Number of manufacturing jobs falls 600k in 10 years

By Matt Atherton contact

- Last updated on GMT

600,000 manufacturing jobs have been lost in 10 years
600,000 manufacturing jobs have been lost in 10 years

Related tags: Late-2000s recession, Gmb

Britain urgently needs a manufacturing strategy from the next government, after more than 600,000 manufacturing jobs – including food and drink manufacturing roles – were lost over the past 10 years, claims the GMB union.

The union claimed 17% of British manufacturing jobs had disappeared since 2006. The lost jobs meant total manufacturing wages have decreased £11.3bn over the past decade, GMB said.

GMB national secretary for manufacturing Jude Brimble said: “The UK is haemorrhaging manufacturing jobs – and that is a massive problem for both our workers and our economy. We should cherish our manufacturing sector, but instead successive governments have driven it into the ground through a lack of investment and tendering processes that hamper our home-grown businesses.

“Whoever wins the next election must develop a procurement strategy supporting UK industry, build strong British supply chains and a balanced energy policy to keep our country’s lights on. If this sad decline is not addressed then post-Brexit Britain and the next generation will surely pay the price.”

22% of manufacturing jobs lost

The figures – from the Office for National Statistics – revealed wide regional variations in the number of manufacturing jobs lost.

Scotland and the north east of England lost 22% of their manufacturing jobs between 2006 and 2016, according to the figures from the Office for National Statistics.

The highest percentage of manufacturing jobs lost came from the Westminster North, and West Aberdeenshire and Kincardine, parliamentary constituencies (-88.7% and -78.2%, respectively). See the map below for information on all constituencies.

But, EEF, the manufacturers’ organisation said the widening skills gap was of more concern than total manufacturing jobs lost, and more jobs were now becoming available.
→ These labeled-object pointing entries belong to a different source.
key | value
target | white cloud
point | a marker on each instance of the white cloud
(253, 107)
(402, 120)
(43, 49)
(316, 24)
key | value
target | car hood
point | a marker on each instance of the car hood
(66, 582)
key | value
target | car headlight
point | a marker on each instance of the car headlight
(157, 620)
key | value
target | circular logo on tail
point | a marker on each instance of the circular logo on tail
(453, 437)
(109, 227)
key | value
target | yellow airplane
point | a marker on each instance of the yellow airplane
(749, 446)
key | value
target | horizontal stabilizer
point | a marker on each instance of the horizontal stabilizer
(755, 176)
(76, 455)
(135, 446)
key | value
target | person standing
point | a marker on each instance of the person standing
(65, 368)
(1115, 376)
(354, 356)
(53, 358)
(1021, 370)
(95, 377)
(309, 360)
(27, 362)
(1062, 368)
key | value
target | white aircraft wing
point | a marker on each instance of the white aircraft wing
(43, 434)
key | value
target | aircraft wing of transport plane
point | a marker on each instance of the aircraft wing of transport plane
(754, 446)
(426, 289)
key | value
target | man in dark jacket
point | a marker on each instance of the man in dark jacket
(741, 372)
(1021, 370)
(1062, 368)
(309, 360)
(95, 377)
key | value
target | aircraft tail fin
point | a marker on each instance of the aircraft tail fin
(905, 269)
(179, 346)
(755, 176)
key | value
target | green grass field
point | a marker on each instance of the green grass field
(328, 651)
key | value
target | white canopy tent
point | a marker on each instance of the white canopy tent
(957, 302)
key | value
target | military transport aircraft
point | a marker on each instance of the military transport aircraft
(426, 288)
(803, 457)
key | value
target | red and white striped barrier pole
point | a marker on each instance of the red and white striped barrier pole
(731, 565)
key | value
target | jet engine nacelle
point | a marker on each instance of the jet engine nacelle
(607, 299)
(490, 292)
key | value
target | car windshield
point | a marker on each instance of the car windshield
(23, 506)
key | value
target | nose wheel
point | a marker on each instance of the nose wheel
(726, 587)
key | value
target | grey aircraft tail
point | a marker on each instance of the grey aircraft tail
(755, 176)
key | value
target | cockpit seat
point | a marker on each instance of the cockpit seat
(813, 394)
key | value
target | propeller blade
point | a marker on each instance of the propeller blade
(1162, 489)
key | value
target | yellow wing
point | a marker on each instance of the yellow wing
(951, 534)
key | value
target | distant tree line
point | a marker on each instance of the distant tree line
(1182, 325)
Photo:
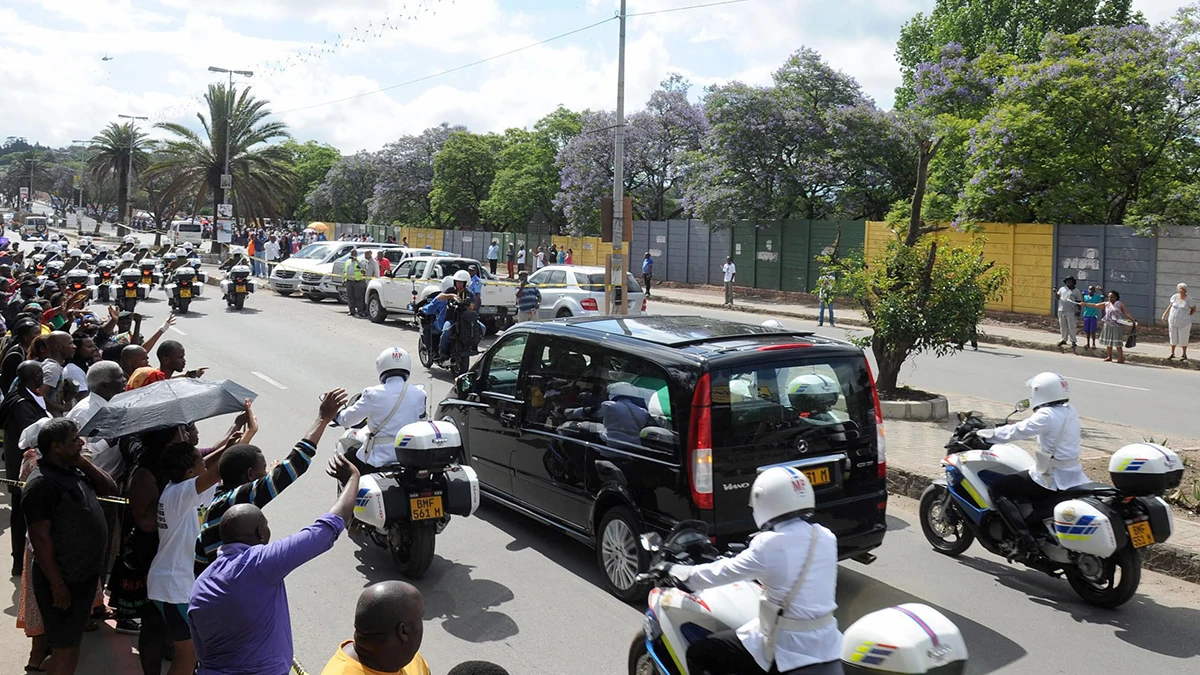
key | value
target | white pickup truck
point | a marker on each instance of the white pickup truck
(414, 280)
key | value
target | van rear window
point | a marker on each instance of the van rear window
(778, 402)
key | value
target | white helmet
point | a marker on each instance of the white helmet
(1048, 388)
(391, 362)
(907, 638)
(780, 493)
(813, 393)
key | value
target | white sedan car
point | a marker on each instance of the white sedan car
(579, 291)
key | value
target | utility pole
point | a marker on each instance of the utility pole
(226, 177)
(618, 179)
(129, 180)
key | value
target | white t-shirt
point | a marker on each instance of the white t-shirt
(1181, 310)
(172, 573)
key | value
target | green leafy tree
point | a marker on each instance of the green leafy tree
(1008, 27)
(109, 155)
(310, 162)
(918, 298)
(462, 178)
(262, 175)
(1103, 129)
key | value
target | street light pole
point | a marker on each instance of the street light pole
(129, 180)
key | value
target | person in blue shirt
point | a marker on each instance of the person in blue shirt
(647, 272)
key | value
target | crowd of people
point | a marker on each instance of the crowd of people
(156, 533)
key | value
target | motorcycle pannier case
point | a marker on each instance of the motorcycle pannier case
(429, 444)
(1086, 526)
(462, 491)
(1145, 469)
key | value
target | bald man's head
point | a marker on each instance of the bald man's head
(245, 524)
(388, 626)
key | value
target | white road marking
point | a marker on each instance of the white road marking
(1110, 384)
(268, 380)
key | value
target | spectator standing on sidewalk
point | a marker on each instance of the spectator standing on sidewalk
(493, 255)
(730, 273)
(1069, 300)
(1091, 316)
(825, 298)
(1177, 316)
(67, 531)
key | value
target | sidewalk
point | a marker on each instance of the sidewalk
(990, 330)
(916, 448)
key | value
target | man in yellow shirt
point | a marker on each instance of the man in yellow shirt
(387, 634)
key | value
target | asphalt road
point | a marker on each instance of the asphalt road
(508, 590)
(1145, 396)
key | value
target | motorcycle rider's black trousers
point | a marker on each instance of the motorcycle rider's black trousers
(723, 653)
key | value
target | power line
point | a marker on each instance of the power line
(456, 69)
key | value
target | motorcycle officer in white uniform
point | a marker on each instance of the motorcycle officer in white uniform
(796, 562)
(387, 407)
(1056, 465)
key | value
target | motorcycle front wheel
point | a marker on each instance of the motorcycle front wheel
(942, 524)
(640, 659)
(1107, 583)
(412, 547)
EEF chief economist Lee Hopley told FoodManufacture.co.uk: “The GMB is right to claim that manufacturing has shed a significant number of jobs between 2006 and 2016. But, the data shows these losses were mainly between 2006 and 2011 – a mix of the consequences of globalisation, technology and recession on the sector.
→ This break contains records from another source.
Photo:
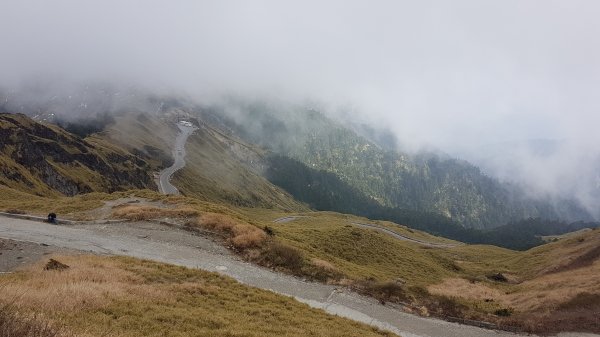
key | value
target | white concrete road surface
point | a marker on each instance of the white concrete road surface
(164, 179)
(171, 245)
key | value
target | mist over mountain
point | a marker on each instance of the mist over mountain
(431, 81)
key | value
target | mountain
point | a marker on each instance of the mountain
(423, 182)
(44, 159)
(219, 167)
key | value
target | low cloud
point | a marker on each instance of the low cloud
(459, 76)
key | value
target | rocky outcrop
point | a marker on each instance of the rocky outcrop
(43, 158)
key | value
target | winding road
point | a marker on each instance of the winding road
(164, 179)
(147, 240)
(402, 237)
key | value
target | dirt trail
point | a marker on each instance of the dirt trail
(164, 180)
(171, 245)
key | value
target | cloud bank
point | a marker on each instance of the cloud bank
(459, 76)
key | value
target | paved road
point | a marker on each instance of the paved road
(402, 237)
(170, 245)
(164, 182)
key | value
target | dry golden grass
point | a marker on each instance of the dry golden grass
(458, 287)
(116, 296)
(242, 235)
(140, 213)
(88, 283)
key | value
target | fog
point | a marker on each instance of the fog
(460, 76)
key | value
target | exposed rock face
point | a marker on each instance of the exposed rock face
(43, 159)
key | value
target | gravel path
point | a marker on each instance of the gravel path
(176, 246)
(164, 180)
(402, 237)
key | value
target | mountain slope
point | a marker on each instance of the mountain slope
(46, 160)
(423, 182)
(219, 168)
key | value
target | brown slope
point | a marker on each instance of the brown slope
(46, 160)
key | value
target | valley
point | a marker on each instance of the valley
(226, 205)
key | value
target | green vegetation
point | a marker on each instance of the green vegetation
(423, 183)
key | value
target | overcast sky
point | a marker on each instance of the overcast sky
(444, 73)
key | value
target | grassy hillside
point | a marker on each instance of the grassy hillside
(46, 160)
(99, 296)
(219, 168)
(529, 290)
(424, 182)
‘The lows of the great recession’

“Subsequently, it’s not been all bad for jobs, with employment coming back from the lows of the great recession period.

“Indeed of greater concern is the widening skills gap that is emerging. Manufacturers continuously cite the lack of skilled recruits as one of the greatest risks to their business. As manufacturing evolves, with greater automation and the implementation of 4IR technologies, creating a pool of skilled and educated workers to fill vacancies will be of imperative importance.”

Despite the falling number of manufacturing jobs, the UK was still the ninth largest manufacturer in the world, EEF said. Its importance to the UK economy remained significant, it added.

Meanwhile, EEF revealed this week that the total number of workers in the manufacturing sector could fall by 0.8% next year​.

What they say about manufacturing jobs

  • “The UK is haemorrhaging manufacturing jobs – and that is a massive problem for both our workers and our economy. We should cherish our manufacturing sector, but instead successive governments have driven it into the ground through a lack of investment and tendering processes that hamper our home-grown businesses.”

Jude Brimble, GMB

  • “Indeed of greater concern is the widening skills gap that is emerging. Manufacturers continuously cite the lack of skilled recruits as one of the greatest risks to their business. As manufacturing evolves, with greater automation and the implementation of 4IR technologies, creating a pool of skilled and educated workers to fill vacancies will be of imperative importance.”